A Dutch Jesuit priest was abducted and shot dead by unidentified gunmen in the besieged Syrian city of Homs yesterday.

Father Frans van der Lugt, 75, who had lived in Syria since the early 1970s, was taken from his home and shot twice in the head, the Dutch newspaper de Volkskrant reported.

The priest had warned of the humanitarian suffering in Homs. “There is actually hardly anything left,” he told The Independent in a rare interview in February. “So if you stay, you stay for the struggle.”

"Father Frans was killed in the garden of our monastery," Rev. Ziad Hillal, another Jesuit who lived there with the Dutch priest, told Vatican Radio. "They shot him in the head. It was a premeditated act."
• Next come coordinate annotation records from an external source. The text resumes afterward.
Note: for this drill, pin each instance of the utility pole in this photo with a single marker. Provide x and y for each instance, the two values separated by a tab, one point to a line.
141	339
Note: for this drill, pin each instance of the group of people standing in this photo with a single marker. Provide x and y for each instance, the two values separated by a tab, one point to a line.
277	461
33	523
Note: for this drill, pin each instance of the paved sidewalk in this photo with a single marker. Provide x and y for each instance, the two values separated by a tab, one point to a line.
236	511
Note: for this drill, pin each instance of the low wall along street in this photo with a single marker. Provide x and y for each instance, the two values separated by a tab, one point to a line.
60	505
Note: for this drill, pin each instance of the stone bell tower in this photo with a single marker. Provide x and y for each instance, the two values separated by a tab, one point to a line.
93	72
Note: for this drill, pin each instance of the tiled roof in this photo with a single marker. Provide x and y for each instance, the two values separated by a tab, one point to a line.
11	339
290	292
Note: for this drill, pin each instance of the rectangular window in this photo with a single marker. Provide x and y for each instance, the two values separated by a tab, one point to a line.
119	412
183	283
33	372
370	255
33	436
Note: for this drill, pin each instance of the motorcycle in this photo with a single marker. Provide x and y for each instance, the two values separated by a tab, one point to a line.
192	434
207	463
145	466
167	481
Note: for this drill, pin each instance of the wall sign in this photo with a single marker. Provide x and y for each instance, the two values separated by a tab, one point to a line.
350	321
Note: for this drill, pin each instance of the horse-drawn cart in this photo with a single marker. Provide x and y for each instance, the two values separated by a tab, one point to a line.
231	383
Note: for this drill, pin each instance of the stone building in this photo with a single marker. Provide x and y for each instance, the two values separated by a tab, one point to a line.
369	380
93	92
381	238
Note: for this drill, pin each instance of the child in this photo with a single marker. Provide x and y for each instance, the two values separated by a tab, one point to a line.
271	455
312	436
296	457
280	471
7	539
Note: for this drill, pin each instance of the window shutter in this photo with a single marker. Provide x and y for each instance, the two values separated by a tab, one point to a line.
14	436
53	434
Lombardi praised van der Lugt as a man of great courage who "despite an extremely difficult and risky situation, wanted to remain faithful to the Syrian people to whom he had dedicated his life and his spiritual service."

Dutch Foreign Minister Frans Timmermans wrote on his Facebook page that van der Lugt "only brought good to Homs, was a Syrian among Syrians, (who) refused to abandon them even when it meant risking his own life."

Christians made up about 10 percent of Syria's population before protests in 2011 led to a wider civil war. The minority traditionally supported President Bashar al-Assad for protecting them and has been attacked by his opponents for that stand.